Lastly, we propose EmbedSanitizer, a tool for detecting concurrency data races in 32-bit ARM-based, multithreaded, POSIX Threads C/C++ applications. We motivate the idea of detecting data races in embedded systems software natively; without virtualization or emulation or use of alternative architecture. Detecting data races in applications on a target hardware provides more precise results and increased throughput and hence enhanced productivity of the developer. EmbedSanitizer extends ThreadSanitizer, a race detection tool for 64-bit applications, to do race detection for 32-bit ARM applications. We evaluate EmbedSanitizer using PARSEC benchmarks on an ARMv7 CPU with 4 logical cores and 933MB of RAM. Our race detection results precisely match with results when the same benchmarks run on 64-bit machine using ThreadSanitizer. Moreover, the performance overhead of EmbedSanitizer is relatively low as compared to running race detection on an emulator, which is a common platform for embedded software development.

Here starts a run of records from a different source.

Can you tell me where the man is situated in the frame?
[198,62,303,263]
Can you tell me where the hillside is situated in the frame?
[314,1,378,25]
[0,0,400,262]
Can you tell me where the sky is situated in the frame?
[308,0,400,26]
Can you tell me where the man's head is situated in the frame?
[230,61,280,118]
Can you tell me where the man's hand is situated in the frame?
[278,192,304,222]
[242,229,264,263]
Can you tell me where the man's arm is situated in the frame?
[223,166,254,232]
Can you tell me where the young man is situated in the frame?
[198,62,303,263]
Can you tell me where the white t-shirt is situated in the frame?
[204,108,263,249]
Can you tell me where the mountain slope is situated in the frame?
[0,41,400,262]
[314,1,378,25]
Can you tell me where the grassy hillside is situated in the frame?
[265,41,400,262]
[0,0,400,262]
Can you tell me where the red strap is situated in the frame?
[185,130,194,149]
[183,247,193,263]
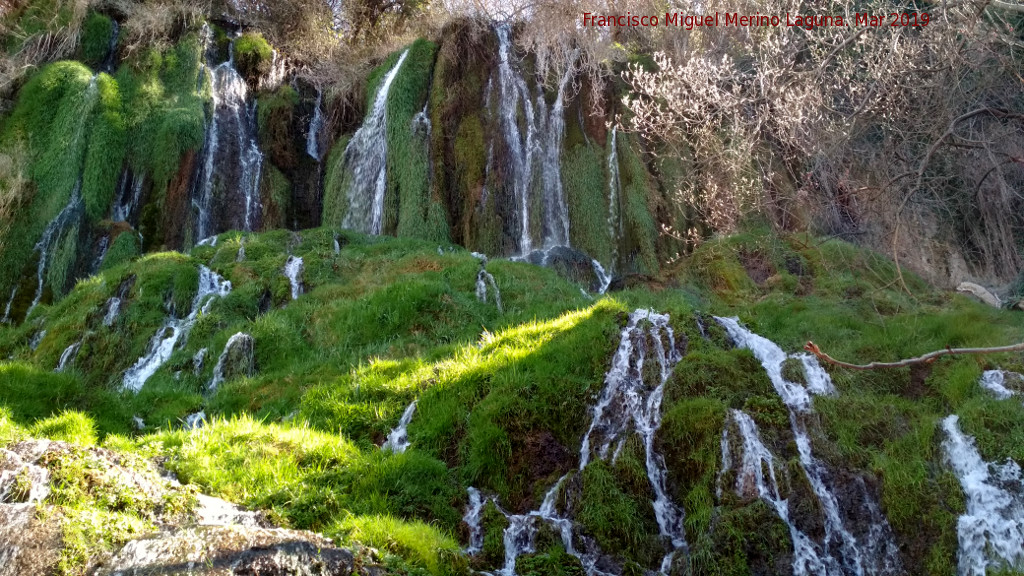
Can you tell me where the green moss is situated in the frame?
[562,143,617,270]
[99,232,140,271]
[233,32,273,85]
[29,412,96,446]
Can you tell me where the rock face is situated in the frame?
[0,440,366,576]
[96,526,354,576]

This dissertation proposes a method for detecting determinacy races and it demonstrates its effectiveness using the OpenMP tasks. Moreover, it presents a technique for detecting determinacy races, dubbed output nondeterminism, in dataflow programming models such as the ADF. Lastly, it proposes a tool for detecting data races in 32-bit POSIX Threads applications for embedded systems. It is with anticipation that this dissertation will benefit both the industry and research communities. It also opens doors for further research on race detection for better solutions.